On the Cellular Frontier
In 1965, Palmer purchased his first radio common carrier business with the approval of the Mississippi Public Service Commission thinking it would be a side business and he would enjoy it more than his CPA work.
“My goals were simple and changed every few years as growth enabled us to set new goals,” he said. “My first goals were a Mississippi System and then a Middle South System.
The real value for the company internally were the engineers, who were developing the technology they needed to become competitive in the emerging cellular market. The one Palmer remembers best is Jai Bhagat, who served as the company’s First Engineering Officer. Bhagat was born and had studied in India.
“Jai is brilliant and contributed so much in intellectual properties,” said Palmer. “
“If we want to differentiate our school, and be one of the best, the private sector has to step up.”

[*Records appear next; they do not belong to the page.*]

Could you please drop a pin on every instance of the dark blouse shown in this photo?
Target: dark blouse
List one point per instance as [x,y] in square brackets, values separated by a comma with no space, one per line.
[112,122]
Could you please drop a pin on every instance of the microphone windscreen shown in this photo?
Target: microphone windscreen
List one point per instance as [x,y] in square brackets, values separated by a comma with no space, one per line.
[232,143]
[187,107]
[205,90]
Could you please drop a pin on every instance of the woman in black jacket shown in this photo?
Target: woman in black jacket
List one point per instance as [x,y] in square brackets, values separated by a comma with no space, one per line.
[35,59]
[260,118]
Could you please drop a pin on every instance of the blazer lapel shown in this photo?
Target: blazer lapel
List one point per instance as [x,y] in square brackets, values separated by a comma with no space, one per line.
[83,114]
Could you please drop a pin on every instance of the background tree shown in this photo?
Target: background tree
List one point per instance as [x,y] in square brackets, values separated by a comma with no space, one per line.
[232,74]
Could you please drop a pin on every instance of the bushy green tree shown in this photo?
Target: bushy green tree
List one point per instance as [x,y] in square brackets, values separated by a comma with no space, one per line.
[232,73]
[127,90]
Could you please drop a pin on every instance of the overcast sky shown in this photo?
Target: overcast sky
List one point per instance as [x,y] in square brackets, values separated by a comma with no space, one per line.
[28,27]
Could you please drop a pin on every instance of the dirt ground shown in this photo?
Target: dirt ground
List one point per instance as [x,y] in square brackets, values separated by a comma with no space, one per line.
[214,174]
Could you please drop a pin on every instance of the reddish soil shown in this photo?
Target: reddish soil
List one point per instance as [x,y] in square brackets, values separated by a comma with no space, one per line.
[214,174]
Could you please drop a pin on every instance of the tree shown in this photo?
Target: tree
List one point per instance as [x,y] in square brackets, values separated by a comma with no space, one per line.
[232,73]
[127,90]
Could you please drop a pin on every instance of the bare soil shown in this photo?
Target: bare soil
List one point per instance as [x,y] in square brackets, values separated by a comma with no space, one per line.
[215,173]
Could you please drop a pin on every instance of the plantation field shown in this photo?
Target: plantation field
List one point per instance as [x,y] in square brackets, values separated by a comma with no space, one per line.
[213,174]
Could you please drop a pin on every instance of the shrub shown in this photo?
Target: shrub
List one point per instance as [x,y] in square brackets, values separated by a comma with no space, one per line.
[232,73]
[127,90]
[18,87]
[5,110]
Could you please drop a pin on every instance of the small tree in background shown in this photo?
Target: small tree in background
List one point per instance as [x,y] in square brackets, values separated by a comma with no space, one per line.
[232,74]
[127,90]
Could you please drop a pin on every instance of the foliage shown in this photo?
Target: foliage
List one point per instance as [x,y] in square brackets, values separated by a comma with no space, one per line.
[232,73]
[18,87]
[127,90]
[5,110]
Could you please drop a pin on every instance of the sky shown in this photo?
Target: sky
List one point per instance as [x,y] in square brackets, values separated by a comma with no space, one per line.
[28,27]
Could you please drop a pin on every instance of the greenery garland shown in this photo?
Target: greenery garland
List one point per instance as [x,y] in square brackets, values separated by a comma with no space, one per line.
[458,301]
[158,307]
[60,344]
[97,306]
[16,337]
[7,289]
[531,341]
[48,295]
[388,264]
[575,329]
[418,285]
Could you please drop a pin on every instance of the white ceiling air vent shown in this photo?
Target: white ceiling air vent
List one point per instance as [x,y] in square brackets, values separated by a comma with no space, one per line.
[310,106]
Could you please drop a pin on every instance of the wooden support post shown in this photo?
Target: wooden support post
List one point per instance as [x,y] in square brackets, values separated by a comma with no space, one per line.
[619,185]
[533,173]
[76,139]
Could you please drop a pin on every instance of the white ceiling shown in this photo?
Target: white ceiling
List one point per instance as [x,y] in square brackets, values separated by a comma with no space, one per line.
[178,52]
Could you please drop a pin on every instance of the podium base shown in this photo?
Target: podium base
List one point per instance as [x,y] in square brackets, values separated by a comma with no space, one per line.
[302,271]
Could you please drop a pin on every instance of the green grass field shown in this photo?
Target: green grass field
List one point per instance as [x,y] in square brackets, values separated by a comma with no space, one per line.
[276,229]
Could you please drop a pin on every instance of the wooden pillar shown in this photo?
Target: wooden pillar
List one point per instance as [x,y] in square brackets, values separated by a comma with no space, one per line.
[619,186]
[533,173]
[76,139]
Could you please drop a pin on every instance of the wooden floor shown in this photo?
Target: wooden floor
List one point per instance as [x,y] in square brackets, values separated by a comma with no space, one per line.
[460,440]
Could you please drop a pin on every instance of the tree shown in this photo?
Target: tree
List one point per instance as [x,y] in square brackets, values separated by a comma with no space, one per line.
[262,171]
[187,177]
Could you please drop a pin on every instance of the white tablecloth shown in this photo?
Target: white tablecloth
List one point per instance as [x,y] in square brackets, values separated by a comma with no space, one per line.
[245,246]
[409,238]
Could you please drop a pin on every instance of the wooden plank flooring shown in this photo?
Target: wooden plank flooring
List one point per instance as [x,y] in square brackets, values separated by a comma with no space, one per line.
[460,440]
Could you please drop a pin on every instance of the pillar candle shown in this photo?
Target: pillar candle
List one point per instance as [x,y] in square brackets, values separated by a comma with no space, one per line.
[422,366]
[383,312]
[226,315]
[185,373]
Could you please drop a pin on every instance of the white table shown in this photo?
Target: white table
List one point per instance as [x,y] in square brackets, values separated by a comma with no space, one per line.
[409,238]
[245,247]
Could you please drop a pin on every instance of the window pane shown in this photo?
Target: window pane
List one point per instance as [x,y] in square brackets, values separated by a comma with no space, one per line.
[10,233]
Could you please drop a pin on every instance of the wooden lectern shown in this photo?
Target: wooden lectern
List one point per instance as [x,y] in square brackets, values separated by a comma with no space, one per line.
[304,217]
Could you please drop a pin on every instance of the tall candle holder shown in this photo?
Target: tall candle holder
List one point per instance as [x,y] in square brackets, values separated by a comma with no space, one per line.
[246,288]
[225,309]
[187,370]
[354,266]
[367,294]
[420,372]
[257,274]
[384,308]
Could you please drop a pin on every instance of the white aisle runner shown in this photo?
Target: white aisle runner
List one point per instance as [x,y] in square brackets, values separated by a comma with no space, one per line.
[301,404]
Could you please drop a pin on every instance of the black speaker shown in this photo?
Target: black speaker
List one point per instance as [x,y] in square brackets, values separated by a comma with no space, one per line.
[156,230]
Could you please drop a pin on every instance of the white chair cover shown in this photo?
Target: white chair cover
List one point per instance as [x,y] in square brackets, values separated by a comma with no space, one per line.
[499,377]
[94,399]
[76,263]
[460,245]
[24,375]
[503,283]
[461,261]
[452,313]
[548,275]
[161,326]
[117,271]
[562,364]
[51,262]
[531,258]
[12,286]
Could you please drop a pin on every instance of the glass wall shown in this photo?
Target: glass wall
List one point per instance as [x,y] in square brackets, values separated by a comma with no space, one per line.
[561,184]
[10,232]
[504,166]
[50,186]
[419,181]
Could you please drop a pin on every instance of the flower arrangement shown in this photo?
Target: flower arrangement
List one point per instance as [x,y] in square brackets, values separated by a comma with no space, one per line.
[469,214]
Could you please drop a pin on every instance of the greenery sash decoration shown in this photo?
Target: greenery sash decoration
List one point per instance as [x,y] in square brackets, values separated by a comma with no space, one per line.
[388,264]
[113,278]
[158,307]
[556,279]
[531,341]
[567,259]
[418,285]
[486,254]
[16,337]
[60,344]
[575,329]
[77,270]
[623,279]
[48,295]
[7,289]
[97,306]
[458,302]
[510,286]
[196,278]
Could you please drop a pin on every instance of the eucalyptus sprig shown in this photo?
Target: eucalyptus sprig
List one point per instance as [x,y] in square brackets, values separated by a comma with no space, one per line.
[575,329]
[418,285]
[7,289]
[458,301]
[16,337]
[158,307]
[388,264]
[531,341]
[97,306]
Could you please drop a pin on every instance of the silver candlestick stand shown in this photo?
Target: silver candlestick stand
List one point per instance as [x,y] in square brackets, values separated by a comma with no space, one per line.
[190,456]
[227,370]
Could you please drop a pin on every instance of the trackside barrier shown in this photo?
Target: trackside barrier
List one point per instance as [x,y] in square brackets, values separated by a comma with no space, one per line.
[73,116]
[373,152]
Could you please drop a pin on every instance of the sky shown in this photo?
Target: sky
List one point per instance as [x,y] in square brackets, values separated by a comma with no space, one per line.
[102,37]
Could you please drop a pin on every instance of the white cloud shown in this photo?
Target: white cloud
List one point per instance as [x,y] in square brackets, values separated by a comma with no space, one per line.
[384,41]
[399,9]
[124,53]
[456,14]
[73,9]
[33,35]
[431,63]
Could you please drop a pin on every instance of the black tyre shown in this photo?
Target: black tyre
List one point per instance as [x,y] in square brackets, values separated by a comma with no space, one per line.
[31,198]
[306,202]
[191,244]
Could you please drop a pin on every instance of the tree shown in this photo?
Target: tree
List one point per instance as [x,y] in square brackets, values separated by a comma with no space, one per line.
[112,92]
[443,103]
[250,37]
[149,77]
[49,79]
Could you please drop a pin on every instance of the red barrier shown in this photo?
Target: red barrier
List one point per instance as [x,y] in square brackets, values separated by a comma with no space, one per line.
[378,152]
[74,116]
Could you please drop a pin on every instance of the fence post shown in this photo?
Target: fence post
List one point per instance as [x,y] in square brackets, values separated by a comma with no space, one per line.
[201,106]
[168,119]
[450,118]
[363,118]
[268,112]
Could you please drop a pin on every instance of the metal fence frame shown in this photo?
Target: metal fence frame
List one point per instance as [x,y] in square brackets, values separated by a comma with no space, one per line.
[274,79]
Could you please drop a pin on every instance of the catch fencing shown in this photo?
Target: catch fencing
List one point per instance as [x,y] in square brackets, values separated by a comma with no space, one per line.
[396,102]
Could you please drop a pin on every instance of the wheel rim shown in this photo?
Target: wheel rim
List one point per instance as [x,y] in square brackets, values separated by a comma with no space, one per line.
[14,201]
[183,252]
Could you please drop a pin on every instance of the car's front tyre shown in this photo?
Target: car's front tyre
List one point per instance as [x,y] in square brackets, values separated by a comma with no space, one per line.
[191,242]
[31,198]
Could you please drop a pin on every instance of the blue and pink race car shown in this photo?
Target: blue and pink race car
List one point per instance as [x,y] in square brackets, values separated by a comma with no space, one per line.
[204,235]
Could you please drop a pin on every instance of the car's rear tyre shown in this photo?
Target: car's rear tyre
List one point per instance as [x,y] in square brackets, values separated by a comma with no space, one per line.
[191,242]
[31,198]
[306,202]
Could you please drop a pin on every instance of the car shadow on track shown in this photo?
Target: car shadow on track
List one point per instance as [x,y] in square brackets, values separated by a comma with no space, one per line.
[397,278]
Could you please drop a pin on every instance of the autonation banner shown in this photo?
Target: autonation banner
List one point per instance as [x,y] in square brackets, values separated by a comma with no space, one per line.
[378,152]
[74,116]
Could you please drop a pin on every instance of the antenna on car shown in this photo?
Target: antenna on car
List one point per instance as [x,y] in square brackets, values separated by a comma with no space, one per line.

Eventually, Palmer grew the company to MCCA, and began to work with large corporations such as Motorola, Ericsson and AT&T. Competition was growing rapidly and Bhagat submitted filings in the top 30 markets.
MCCA won Los Angeles and Houston, and then, through a partnership with BellSouth, acquired firms operating in Indianapolis, Richmond, Milwaukee and Mobile.
“After success in Houston, we changed our strategy to large markets,” he said.
From there Palmer took the company in the direction of paging and changed the model of the company to a subscription-based business—the first of its kind. “We developed a customer base, and each month their subscription gave us the ability to manage cash flows and other financial guidelines.”
The Market Crash of 1988
In October 1988, the stock market crashed. “No one could convince our board where the economy was headed, and our board took the safe road and exchanged our stock for BellSouth stock, which was a very significant transaction,” he said.
The judge in the case would not allow BellSouth to allow the inter-regional services Skytel performed in the agreement, and MCCA retained Skytel’s satellite-based national and international paging services.
Skytel eventually began working closely with Microwave Communications Inc., better known as MCI, with the company providing long-distance services for Skytel and reselling its paging services bringing Skytel’s customer base to 1.6 million by the late 1990s.
On May 29, 1999, The New York Times announced that MCI-WorldCom acquired Skytel for $1.3 billion in stock with approval by both company’s boards, the Justice Department, the Federal Communications Commission and Skytel’s shareholders.
Ambassador to Portugal
In 2001, Palmer was named Ambassador to Portugal by President George W. Bush. He served in this role until September 2004, when he returned to his venture-capital company, GulfSouth Capital, with the goal of bringing more technology and young companies to Mississippi. Two of the company’s success stories are Bomgar and SmartSynch.
“Private giving from extraordinary and passionate alumni like the Honorable John Palmer is so vital to the margin of excellence expected of a nationally- and internationally-recognized educational and research institution,” said Chancellor Jeffrey Vitter. “We’re so appreciative of John’s visionary and sustained support over the years, which has had a tremendous impact upon our business school and our ability to recruit high-achieving students.
“Part of John’s legacy will be his contributions toward boosting the university’s stellar academic profile and accelerating our growth, reach, impact, and success.”
“Education is our future,” Palmer said in closing for this story. “If we want to differentiate our school, and be one of the best, the private sector has to step up.
“It will not only bring in better students, better professors, better research,” he concluded. “It’s just part of what we must all do to inspire our alumni base to think about doing more for the university.”